Acting EPA Administrator Andrew Wheeler said the proposal would “create a 50-state solution,” a reference to one of the plan’s most far-reaching provisions. In 2009, the Obama administration, citing authority under the Clean Air Act, issued a waiver to California, allowing it to set its own fuel-economy standards and to establish a statewide mandate for electric vehicles. No fewer than 12 states, mostly in the Northeast and the Northwest, have adopted California’s tailpipe emission standards. Together, they account for about half of the U.S. automobile market.

The proposed rule establishes and confirms true federalism by removing California’s ability to dictate to consumers in other states what kinds of cars they should buy. No state should have this kind of power, either over the automobile industry or the driving public nationwide.

Reflecting a Radically Changing Energy Environment

Finally, the proposed rule is a welcome acknowledgement that the world has changed since 1975, the year that CAFÉ standards were enacted. We now live in an era of energy abundance, made possible by America’s growing extraction of oil and natural gas. OPEC’s stranglehold on global oil production and prices has been broken.
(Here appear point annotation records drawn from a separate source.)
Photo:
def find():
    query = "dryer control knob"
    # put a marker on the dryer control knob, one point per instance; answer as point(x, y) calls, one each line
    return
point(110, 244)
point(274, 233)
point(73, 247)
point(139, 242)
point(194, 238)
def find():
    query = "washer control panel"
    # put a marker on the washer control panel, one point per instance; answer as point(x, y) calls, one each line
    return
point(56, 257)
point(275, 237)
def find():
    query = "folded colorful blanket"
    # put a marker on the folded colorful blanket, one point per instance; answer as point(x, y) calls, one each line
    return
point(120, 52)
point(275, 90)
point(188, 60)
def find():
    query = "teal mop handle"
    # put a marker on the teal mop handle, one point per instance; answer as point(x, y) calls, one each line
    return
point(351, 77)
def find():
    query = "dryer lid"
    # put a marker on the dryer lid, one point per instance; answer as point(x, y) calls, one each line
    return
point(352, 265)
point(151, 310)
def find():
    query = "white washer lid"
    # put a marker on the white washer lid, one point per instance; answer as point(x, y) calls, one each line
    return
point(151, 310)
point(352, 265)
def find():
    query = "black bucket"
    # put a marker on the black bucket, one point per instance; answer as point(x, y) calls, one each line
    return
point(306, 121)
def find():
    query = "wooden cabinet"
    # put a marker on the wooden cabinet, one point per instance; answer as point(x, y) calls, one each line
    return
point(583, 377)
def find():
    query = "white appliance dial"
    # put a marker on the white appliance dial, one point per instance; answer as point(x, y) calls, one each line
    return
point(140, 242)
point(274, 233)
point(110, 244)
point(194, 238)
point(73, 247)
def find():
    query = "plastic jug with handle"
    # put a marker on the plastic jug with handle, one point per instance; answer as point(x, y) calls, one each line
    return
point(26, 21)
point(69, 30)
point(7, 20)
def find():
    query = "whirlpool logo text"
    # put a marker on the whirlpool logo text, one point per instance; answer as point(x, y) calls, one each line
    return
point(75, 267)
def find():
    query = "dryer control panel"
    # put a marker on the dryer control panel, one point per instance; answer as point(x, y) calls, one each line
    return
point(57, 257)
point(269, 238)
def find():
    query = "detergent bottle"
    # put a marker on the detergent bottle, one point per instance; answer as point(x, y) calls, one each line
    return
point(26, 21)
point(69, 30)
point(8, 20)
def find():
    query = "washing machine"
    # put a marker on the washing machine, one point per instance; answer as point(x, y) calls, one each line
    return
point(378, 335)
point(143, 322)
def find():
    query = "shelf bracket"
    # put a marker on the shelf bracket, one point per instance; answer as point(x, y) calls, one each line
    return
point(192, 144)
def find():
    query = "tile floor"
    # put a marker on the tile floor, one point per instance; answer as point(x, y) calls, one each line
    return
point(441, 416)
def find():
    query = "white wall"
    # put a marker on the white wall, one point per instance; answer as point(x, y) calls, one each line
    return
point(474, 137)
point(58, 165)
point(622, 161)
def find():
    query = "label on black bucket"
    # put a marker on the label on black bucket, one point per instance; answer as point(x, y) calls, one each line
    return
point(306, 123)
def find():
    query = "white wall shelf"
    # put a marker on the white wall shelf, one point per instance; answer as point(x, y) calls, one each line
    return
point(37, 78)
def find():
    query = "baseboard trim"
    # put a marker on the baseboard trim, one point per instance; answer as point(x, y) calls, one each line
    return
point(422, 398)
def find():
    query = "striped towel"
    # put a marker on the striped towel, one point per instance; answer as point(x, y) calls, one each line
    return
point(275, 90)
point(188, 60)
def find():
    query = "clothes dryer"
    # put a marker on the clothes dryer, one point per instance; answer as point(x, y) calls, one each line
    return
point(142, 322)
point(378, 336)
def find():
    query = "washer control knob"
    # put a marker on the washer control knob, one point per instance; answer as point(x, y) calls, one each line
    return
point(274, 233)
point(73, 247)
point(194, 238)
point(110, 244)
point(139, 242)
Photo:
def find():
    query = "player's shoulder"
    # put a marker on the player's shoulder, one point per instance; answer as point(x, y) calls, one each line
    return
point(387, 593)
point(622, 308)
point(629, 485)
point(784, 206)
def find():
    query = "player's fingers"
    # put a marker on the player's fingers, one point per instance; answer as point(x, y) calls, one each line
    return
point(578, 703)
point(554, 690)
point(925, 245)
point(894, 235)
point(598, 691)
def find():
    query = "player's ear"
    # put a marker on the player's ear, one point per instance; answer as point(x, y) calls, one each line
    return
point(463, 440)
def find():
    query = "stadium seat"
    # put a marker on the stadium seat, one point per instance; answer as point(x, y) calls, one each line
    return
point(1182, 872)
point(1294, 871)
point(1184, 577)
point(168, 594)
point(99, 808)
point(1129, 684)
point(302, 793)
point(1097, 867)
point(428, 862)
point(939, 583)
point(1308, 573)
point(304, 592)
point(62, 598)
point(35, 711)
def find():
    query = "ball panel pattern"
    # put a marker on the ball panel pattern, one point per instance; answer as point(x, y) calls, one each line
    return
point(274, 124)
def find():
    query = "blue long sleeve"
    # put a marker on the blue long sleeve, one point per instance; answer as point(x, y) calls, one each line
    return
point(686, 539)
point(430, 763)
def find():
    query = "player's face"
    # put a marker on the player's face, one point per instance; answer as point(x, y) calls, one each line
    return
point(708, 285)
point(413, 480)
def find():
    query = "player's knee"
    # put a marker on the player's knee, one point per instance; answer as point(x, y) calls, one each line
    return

Furthermore, today’s internal combustion engines bear little resemblance to those in service when CAFÉ’s standards were imposed 43 years ago. The demands of competition will force automakers to continue upgrading their vehicles’ engines with respect to both emissions and fuel efficiency. Instead of relying on ever-tightening bureaucratic mandates, which can be cynically used by regulators, politicians, and pressure groups to favor one technology or product over another, government should step away and allow innovation to determine our automotive future.

The original CAFÉ mandate and the 2012 Obama rule are both relics of a distance past, one in which energy was thought to be scarce and only government mandates limiting consumer choices could remedy the situation. That era is thankfully gone, and the proposed rule reflects that reality.